Capitalism in space: The Indian private company, Hindustan Aeronautics Limited, yesterday delivered to India’s space agency ISRO the fairing and high altitude launch abort motor that will be used in Gaganyaan, that nation’s first manned spaceflight.

Though the article at the link does not say so, the fairings and abort motor will likely be used in one of two unmanned launch abort test flights ISRO intends to do before the actual manned mission, now set for sometime in ’24.

Hindustan Aeronautics is also a space company in India that will require watching. It not only built these major components for Gaganyaan, it also has built major components for India’s PSLV and GSLV rockets. It would not surprise me if the company eventually decides to build its own rocket, assuming the India government loosens the stranglehold it presently has over space and lets private companies compete against its government space operations. It was a similar stranglehold by NASA from the 1970s to the 2000s that squelched competition and innovation from the American private aerospace industry. When that ended, the renaissance in commercial space finally could begin.

UPDATE: It appears I was in error assuming Hindustan Aeronauts was a private company, as it is owned by the Indian government. I have edited the post above to reflect this. It appears the stranglehold the government has over India’s aerospace industry is no closer to loosening.

ISRO hires company to build future PSLV rockets

Capitalism in space: For the first time, India’s space agency ISRO is about to hire a private company to build five PSLV rockets, rather than supervise the construction in-house.

Hindustan Aeronautics Limited (HAL) and L&T consortium has emerged as the lowest bidder to make 5 Polar Space Launch Vehicles (PSLVs) for ISRO. “The company is the lead partner with L&T sharing the work. Other vendors too will be involved with the consortium in the manufacturing of the launch vehicles (LVs). However, the contract is yet to be formalised/ awarded,” HAL said in a statement.

If all goes as planned, the first rockets will be delivered late in ’24.

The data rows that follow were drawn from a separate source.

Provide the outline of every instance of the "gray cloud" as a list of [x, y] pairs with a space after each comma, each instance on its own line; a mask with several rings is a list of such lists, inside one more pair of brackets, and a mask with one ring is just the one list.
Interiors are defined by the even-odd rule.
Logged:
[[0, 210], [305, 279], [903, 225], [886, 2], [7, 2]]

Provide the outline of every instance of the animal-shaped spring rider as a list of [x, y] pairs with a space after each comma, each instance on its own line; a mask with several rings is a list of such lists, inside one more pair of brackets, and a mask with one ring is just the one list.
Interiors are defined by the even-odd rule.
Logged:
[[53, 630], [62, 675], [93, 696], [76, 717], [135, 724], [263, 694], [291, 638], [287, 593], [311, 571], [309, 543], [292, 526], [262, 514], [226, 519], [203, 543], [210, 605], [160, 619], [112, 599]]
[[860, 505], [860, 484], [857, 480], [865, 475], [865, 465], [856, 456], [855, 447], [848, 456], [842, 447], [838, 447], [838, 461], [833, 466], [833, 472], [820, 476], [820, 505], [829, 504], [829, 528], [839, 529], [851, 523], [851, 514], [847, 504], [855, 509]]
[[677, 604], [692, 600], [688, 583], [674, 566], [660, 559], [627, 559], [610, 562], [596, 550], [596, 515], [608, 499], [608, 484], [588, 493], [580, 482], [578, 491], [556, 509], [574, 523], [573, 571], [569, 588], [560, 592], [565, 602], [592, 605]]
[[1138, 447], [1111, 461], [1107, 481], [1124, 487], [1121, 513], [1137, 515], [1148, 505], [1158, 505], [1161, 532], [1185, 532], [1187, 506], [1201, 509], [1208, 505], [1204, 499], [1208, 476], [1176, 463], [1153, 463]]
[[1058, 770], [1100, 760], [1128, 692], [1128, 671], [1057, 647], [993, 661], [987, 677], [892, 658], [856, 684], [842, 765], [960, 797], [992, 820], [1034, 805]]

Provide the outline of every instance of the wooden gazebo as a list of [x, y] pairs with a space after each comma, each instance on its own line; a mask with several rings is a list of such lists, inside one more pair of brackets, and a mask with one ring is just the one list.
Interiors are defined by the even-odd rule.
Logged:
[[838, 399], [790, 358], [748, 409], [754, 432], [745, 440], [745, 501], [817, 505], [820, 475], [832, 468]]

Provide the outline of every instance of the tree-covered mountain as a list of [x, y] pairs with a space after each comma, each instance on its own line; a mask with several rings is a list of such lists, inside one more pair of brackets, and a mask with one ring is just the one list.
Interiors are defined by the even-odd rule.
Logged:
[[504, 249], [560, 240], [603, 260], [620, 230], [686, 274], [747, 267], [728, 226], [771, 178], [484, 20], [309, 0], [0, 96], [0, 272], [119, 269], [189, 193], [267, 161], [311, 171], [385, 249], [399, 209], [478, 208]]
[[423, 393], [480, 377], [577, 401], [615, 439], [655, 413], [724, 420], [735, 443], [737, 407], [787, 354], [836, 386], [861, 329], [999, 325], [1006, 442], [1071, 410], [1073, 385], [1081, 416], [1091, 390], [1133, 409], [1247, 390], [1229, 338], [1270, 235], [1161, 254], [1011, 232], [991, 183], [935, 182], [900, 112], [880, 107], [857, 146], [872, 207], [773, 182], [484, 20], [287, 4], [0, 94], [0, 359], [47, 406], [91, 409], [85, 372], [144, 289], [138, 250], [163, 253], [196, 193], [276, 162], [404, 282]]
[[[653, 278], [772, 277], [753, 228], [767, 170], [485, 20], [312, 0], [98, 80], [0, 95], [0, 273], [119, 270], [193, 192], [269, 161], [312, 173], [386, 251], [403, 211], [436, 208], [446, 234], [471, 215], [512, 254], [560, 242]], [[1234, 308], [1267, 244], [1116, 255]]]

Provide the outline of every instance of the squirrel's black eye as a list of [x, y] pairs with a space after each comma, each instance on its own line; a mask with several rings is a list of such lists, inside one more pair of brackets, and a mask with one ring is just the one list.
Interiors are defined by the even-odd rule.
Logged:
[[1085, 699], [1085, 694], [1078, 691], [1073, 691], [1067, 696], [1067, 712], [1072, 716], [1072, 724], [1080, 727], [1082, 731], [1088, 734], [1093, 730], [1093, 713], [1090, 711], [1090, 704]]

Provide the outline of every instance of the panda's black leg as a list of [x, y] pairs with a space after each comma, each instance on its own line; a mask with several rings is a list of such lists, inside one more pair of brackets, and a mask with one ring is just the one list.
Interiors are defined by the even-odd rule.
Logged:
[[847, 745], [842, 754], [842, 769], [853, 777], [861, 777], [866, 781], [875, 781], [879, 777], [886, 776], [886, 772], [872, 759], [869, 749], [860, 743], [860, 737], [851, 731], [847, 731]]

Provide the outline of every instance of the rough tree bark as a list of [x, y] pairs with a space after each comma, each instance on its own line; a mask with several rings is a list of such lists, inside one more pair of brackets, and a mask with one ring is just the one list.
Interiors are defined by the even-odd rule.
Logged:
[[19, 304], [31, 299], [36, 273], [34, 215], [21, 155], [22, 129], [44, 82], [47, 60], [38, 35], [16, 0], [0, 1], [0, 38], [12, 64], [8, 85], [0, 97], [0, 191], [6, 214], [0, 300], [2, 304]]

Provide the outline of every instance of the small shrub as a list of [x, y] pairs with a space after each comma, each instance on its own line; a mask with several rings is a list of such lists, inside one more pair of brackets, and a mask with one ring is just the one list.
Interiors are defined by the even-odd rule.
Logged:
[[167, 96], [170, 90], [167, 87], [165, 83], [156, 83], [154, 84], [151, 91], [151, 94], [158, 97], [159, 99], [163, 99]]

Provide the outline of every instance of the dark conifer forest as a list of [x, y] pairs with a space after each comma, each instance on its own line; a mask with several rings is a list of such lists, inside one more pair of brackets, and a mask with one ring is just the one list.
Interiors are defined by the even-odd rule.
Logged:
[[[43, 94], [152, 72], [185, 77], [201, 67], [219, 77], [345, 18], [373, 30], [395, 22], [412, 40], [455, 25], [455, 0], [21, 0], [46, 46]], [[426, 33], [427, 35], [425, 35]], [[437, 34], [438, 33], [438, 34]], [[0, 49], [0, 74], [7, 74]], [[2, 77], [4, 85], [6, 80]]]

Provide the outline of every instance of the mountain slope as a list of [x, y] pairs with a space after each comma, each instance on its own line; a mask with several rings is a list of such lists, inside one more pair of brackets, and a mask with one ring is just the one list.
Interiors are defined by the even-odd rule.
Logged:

This contract changes less than it seems, though it is a step in the right direction. ISRO has for years hired private subcontractors to build its rockets and components. What is different now is that it appears that HAL is now the lead contractor, not ISRO. HAL however does not appear to own the rockets it builds, and thus will not be able to build more to sell launches to others. Until this happens, India’s space industry will remain wholly government run.